Dynamics Card 2.0 MultiAccount
The worst part about getting your credit card declined? Reaching back into your wallet to find one that works. Embarrassing! The Dynamics Card 2.0 MultiAccount feature solves that by putting two different accounts on the same piece of plastic.
Card 2.0, shown off today for the first time, features a programmable magnetic stripe that can handle apps like MultiAccount or Hidden, which conceals the number on the front of your card and protects it with a PIN number. After a period of non-use, your number disappears again and the Electronic Stripe erases any recent transaction information.
MultiAccount™: The device includes two buttons on the face of a card. Next to each button is a printed account number and a light source. A user can select an account by pressing one of the buttons. The card visually indicates the selection by turning ON the light source associated with the selected account. Additionally, the magnetic-stripe information associated with the selected account is written to the Electronic Stripe™. The card can then be swiped at any magnetic stripe reader.
Hidden™: The device includes five buttons on the face of a card and a paper-thin flexible display.

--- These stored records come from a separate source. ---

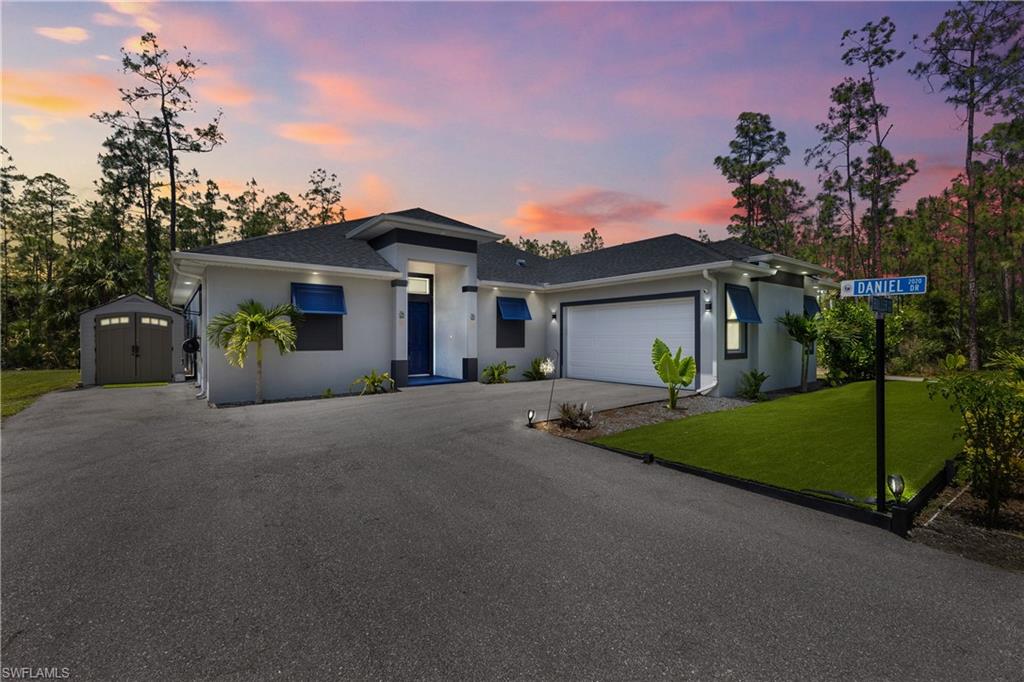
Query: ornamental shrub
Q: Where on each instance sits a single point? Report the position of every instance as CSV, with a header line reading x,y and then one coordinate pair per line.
x,y
846,340
992,426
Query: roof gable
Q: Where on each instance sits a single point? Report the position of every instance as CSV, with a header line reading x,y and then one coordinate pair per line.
x,y
327,245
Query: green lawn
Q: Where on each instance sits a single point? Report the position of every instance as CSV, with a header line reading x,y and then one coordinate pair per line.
x,y
822,440
18,389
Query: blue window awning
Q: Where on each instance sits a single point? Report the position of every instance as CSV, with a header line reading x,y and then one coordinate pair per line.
x,y
318,299
742,303
513,308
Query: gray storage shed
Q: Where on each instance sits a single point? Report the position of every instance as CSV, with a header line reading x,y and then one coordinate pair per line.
x,y
130,340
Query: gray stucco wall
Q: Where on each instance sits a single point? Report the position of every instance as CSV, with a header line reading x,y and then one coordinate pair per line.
x,y
367,329
769,346
536,330
132,303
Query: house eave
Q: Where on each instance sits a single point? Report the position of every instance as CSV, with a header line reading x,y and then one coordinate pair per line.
x,y
791,264
648,275
196,264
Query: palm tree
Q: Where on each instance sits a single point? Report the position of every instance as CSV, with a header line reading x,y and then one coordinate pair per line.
x,y
253,323
804,331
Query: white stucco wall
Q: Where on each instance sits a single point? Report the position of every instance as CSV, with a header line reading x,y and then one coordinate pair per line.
x,y
367,329
450,321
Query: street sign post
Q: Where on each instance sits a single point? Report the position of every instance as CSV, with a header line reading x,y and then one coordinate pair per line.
x,y
881,290
916,284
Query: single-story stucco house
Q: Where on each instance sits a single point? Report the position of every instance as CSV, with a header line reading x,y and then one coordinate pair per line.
x,y
428,297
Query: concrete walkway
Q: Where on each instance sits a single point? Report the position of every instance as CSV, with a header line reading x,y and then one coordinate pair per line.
x,y
429,535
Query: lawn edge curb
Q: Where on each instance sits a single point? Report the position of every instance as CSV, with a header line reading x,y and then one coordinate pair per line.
x,y
899,521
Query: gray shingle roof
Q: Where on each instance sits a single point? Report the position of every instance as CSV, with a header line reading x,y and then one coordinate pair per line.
x,y
497,262
430,216
658,253
326,245
317,246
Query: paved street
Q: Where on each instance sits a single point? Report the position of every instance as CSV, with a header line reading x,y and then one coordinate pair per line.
x,y
429,535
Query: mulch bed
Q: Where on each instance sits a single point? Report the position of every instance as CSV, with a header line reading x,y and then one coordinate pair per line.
x,y
960,528
622,419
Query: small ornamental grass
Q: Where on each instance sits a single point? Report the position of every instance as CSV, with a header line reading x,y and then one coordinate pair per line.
x,y
991,409
375,382
576,416
497,373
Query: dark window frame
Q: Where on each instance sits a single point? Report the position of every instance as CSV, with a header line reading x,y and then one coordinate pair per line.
x,y
743,350
509,333
320,331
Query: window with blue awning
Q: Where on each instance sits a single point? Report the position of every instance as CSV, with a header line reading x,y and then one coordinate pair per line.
x,y
742,303
513,308
811,306
318,299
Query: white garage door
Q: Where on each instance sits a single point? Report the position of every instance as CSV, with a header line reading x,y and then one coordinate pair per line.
x,y
611,341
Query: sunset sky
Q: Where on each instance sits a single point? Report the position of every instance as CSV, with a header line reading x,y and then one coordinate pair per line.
x,y
526,119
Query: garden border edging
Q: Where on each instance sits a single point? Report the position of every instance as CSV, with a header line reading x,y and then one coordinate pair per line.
x,y
898,521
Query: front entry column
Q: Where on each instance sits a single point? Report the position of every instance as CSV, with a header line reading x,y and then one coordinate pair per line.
x,y
469,369
399,351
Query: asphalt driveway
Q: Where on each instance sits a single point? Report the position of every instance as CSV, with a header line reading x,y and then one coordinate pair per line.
x,y
429,535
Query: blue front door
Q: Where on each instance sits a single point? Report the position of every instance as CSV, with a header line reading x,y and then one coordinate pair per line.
x,y
421,350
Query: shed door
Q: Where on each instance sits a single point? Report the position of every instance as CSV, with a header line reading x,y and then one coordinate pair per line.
x,y
153,347
115,348
611,341
133,347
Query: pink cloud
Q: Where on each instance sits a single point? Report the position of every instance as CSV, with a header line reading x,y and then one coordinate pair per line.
x,y
585,209
68,34
314,133
58,92
714,212
219,86
371,196
352,98
577,132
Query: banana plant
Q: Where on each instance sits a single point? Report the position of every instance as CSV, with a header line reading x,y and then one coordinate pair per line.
x,y
675,371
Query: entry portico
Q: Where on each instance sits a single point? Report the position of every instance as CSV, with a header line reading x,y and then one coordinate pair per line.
x,y
436,270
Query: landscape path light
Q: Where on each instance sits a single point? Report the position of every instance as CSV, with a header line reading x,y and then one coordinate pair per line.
x,y
896,486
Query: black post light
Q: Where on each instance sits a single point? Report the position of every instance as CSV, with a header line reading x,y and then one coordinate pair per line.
x,y
896,486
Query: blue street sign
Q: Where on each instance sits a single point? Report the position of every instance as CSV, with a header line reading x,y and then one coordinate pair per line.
x,y
916,284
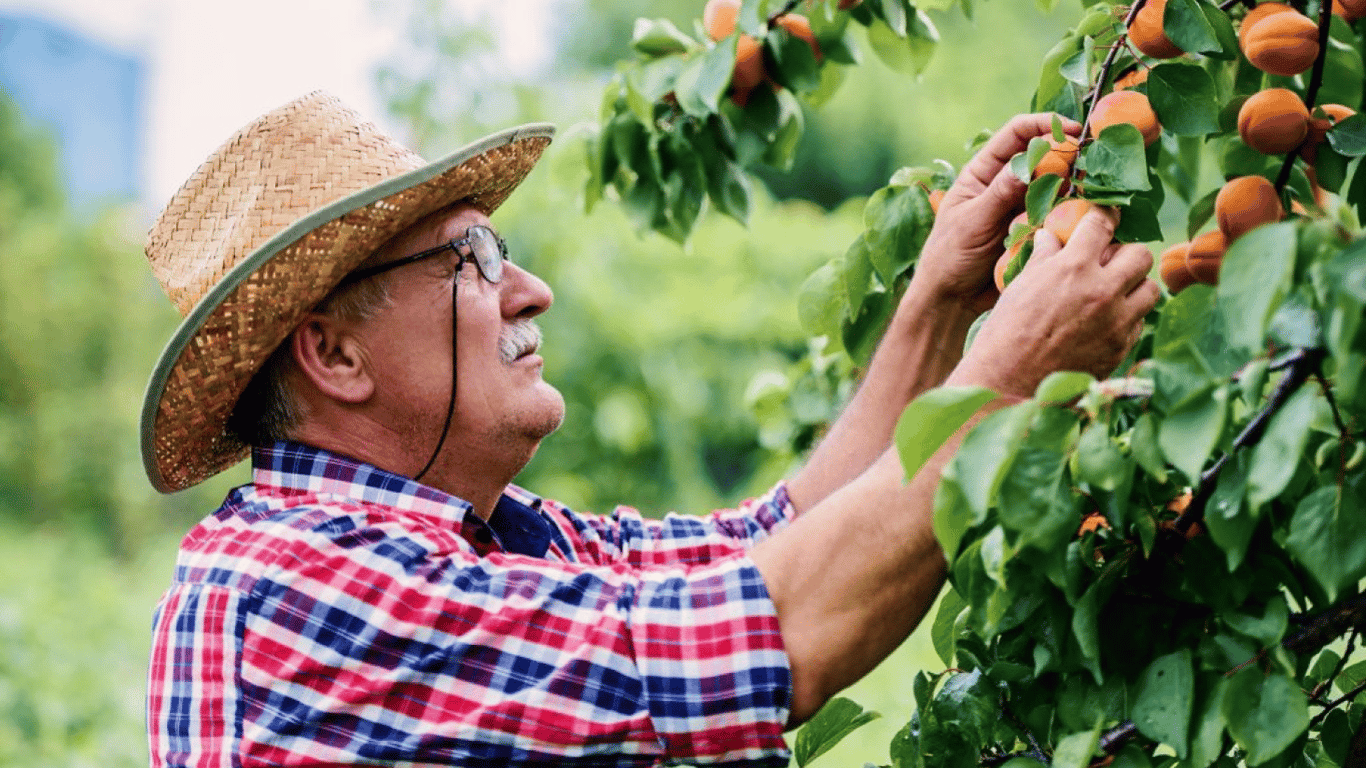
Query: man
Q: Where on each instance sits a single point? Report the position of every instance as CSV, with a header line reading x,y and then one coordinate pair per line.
x,y
381,595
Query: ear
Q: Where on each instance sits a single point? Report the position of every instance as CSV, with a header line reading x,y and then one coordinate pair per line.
x,y
332,358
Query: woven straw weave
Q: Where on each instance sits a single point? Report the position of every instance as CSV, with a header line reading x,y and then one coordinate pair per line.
x,y
262,231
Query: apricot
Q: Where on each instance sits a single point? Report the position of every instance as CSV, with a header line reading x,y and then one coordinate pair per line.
x,y
1064,216
1273,120
1126,107
1246,202
1131,78
719,18
1057,160
1172,268
1146,32
797,25
1281,44
1258,14
1318,127
1206,256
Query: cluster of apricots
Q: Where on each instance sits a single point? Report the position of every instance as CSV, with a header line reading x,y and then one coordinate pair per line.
x,y
719,22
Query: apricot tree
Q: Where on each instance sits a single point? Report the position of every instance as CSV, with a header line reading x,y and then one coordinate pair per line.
x,y
1161,567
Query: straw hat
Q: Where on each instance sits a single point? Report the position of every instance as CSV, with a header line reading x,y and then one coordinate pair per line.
x,y
262,231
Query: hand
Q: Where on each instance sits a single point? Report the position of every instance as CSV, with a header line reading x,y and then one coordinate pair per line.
x,y
966,241
1075,308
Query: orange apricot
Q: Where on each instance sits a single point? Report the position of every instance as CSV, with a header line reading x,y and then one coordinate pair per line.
x,y
1258,14
1273,120
1246,202
799,26
1281,44
1131,78
719,18
1172,268
1057,160
1206,256
1126,107
1064,216
1146,32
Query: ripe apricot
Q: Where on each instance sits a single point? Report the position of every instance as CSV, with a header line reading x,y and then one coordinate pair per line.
x,y
1273,120
1246,202
1126,107
1064,216
1258,14
1131,78
719,18
1172,268
799,26
1318,127
1146,32
1281,44
1206,256
1057,160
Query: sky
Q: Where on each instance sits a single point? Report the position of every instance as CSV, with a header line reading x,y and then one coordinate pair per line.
x,y
215,64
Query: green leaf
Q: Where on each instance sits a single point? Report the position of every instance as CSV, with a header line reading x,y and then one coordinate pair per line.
x,y
1186,25
932,418
1185,99
792,62
1063,386
1098,459
1164,698
1118,160
704,79
1190,432
1348,137
838,719
659,37
1254,279
1075,750
1265,712
1276,455
1142,442
1328,537
986,453
944,633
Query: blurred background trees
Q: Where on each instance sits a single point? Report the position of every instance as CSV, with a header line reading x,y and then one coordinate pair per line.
x,y
656,347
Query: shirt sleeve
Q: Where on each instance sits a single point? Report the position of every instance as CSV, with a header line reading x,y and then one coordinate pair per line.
x,y
627,537
374,644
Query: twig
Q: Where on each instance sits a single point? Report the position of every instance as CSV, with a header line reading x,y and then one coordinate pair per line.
x,y
1316,79
1301,365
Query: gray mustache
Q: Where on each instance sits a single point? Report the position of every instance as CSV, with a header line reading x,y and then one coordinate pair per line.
x,y
521,338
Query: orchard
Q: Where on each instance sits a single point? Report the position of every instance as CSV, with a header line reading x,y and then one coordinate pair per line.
x,y
1157,569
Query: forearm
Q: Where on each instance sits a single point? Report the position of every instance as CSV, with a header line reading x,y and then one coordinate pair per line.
x,y
921,346
854,576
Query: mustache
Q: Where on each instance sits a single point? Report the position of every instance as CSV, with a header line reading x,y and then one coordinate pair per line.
x,y
518,339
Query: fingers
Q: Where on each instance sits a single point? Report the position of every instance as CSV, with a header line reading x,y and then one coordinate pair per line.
x,y
1010,140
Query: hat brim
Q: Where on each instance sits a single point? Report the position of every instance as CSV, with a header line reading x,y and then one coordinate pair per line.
x,y
227,336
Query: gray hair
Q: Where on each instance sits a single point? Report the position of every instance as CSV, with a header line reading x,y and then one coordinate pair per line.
x,y
267,410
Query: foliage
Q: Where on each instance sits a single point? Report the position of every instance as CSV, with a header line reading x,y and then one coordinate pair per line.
x,y
1157,569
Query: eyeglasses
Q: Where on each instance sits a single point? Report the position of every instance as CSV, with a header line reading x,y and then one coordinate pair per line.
x,y
486,252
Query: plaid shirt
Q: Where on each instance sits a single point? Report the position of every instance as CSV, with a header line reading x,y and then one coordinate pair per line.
x,y
332,612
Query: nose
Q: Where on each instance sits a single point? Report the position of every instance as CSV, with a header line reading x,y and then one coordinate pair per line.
x,y
525,295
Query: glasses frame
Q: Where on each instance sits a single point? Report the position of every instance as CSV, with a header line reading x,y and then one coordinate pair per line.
x,y
454,245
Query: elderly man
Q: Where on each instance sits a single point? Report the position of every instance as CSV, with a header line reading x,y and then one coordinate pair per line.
x,y
380,593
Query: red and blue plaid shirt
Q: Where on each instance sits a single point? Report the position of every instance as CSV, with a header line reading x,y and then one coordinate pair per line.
x,y
332,612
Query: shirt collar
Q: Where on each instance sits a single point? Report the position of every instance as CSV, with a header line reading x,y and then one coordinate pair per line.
x,y
517,521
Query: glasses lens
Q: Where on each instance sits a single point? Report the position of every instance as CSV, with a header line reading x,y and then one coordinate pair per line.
x,y
488,250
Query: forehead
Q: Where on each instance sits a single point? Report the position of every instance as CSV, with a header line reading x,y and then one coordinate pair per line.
x,y
430,231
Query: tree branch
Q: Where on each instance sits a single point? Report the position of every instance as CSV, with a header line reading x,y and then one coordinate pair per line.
x,y
1301,365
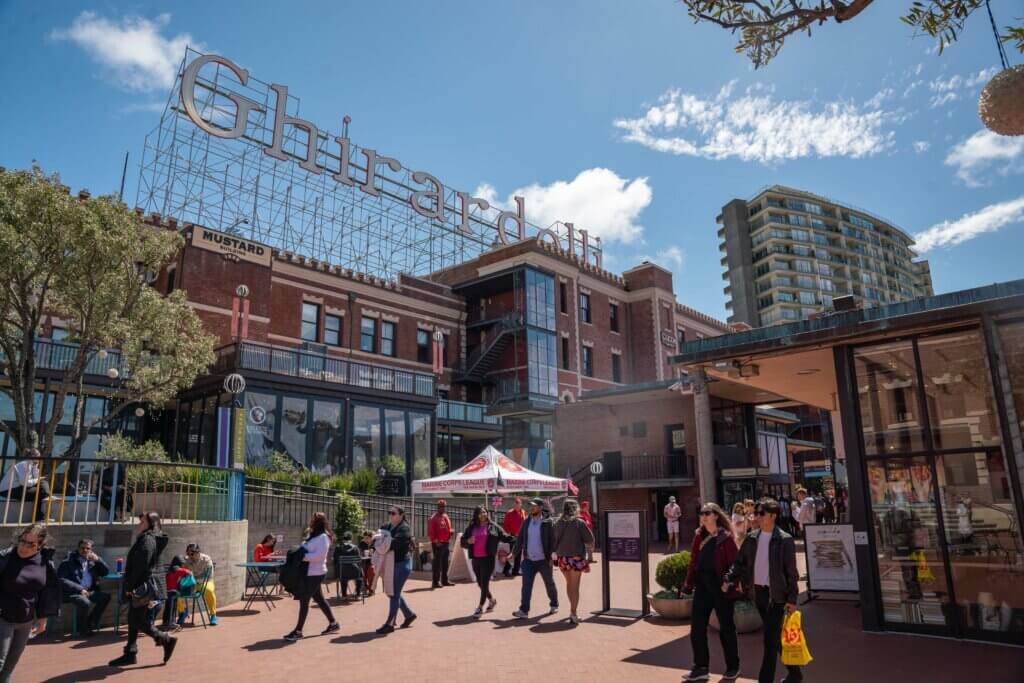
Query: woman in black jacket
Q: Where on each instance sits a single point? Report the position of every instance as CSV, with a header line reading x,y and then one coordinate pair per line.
x,y
144,590
401,544
481,539
29,590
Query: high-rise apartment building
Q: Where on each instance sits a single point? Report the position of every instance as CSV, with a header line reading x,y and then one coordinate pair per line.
x,y
788,253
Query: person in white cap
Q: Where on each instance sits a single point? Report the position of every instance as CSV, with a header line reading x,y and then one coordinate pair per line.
x,y
672,515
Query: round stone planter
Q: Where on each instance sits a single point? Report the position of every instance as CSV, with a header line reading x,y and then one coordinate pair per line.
x,y
678,608
744,614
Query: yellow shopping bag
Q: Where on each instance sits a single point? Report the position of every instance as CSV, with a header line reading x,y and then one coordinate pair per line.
x,y
795,652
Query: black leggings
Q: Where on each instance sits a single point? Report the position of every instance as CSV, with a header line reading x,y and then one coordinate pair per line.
x,y
313,590
483,567
139,622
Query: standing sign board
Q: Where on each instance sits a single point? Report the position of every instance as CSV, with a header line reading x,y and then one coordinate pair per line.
x,y
832,559
624,538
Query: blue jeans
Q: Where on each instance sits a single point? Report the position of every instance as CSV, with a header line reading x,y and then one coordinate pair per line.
x,y
401,571
529,570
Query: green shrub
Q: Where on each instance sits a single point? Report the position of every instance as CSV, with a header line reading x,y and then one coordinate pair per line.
x,y
283,483
364,481
671,572
338,482
348,516
393,465
307,478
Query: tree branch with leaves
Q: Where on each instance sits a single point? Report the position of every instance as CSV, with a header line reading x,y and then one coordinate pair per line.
x,y
88,263
764,25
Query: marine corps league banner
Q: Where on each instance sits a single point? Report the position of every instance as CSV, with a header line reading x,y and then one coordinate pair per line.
x,y
832,560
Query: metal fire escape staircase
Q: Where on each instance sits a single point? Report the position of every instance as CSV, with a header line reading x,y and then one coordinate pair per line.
x,y
482,359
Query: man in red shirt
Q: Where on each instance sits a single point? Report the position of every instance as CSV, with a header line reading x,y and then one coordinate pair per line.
x,y
512,524
439,532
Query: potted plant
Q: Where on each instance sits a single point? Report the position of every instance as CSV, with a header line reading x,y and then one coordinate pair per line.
x,y
671,574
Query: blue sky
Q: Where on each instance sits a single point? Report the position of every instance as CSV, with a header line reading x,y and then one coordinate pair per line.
x,y
624,118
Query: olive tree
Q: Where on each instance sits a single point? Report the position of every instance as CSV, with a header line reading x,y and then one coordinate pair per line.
x,y
764,25
88,262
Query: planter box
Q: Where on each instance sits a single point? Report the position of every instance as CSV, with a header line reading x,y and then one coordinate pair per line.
x,y
744,614
679,608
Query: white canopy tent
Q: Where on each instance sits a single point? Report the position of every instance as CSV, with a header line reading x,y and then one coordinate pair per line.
x,y
489,473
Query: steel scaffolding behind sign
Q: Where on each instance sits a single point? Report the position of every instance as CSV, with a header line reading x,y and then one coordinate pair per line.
x,y
232,154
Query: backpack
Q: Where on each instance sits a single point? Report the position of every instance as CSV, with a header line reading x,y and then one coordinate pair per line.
x,y
292,573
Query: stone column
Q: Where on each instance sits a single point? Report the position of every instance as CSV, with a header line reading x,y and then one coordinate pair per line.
x,y
706,444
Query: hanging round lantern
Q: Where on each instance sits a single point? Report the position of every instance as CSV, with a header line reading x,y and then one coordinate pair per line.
x,y
1001,103
235,384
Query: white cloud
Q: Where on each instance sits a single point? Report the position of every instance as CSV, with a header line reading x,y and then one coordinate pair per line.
x,y
597,200
132,50
755,126
985,151
952,88
989,219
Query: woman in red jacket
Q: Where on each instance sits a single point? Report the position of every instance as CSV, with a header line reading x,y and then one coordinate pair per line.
x,y
713,553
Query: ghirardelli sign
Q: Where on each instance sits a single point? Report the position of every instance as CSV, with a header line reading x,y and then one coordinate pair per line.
x,y
363,169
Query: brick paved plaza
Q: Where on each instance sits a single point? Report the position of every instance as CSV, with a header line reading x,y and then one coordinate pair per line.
x,y
446,644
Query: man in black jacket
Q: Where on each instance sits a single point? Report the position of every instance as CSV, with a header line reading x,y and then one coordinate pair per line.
x,y
536,545
79,575
766,567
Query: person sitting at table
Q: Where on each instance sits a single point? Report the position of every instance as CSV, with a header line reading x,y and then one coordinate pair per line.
x,y
202,567
79,575
350,570
367,549
180,581
263,552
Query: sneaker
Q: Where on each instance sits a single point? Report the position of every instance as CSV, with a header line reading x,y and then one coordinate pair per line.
x,y
126,659
169,646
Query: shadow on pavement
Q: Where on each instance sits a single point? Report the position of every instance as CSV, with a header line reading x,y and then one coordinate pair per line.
x,y
96,673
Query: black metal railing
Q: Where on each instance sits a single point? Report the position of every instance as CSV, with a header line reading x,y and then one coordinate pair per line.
x,y
60,355
284,504
69,491
314,366
462,412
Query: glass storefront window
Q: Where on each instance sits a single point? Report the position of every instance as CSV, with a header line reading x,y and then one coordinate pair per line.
x,y
328,453
366,436
293,428
984,542
957,389
394,445
261,414
887,386
419,427
905,527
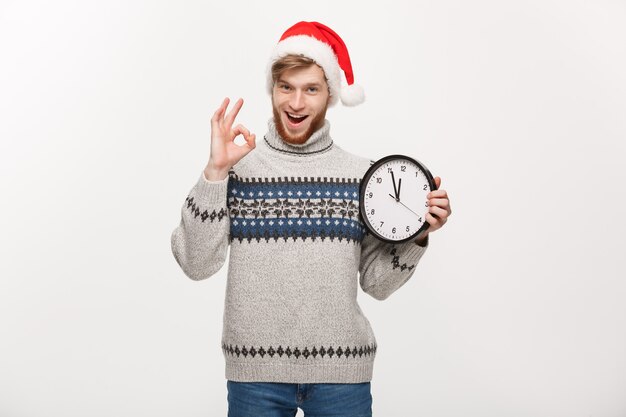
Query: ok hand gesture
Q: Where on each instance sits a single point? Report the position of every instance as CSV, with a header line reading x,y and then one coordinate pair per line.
x,y
224,151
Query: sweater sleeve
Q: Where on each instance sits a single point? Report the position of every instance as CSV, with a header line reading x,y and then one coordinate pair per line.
x,y
385,267
200,241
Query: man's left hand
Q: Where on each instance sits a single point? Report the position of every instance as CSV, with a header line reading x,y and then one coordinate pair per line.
x,y
438,211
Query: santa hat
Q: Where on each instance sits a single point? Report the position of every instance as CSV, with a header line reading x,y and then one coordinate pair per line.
x,y
320,43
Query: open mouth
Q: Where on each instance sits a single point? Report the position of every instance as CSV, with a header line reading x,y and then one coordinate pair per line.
x,y
295,119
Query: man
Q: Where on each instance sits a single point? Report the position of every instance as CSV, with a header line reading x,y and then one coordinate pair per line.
x,y
294,334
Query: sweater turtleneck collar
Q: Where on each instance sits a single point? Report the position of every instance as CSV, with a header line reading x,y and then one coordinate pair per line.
x,y
319,142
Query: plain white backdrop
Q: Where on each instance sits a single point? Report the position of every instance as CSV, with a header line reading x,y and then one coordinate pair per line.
x,y
518,307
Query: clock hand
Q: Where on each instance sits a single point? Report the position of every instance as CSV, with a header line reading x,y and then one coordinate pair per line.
x,y
395,190
404,205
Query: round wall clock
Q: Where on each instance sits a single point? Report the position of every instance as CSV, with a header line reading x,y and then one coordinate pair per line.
x,y
392,200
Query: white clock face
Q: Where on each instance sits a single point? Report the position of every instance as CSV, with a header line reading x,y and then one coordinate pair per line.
x,y
395,200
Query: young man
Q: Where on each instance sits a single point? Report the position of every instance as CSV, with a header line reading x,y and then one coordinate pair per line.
x,y
294,334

The display hides a portion of a cardholder’s payment card number. To turn the device ON, a user must enter a personal unlocking code into the card. If the user enters in the correct unlocking code, the card will then visually display the user’s payment card number so that the user can read the number for online transactions. The Electronic Stripe™ is then populated with the correct magnetic information so that the card can also be used with magnetic stripe readers. After a period of time, the display turns OFF and the Electronic Stripe™ erases itself – thus removing all critical payment information from the surface of the card. If the card is lost or stolen, the card is essentially useless.
These are neat tricks, but it’s hard to say if and when we’ll ever see them in a mass production stage. What Dynamics is showing off is a concept that the big credit card purveyors may or may not embrace. And whether or not they’re willing to sink considerable tech money into a system that’s worked just fine for the last thirty years or is an open question. Then again, more accounts on the same card means more chances to spend, spend, spend!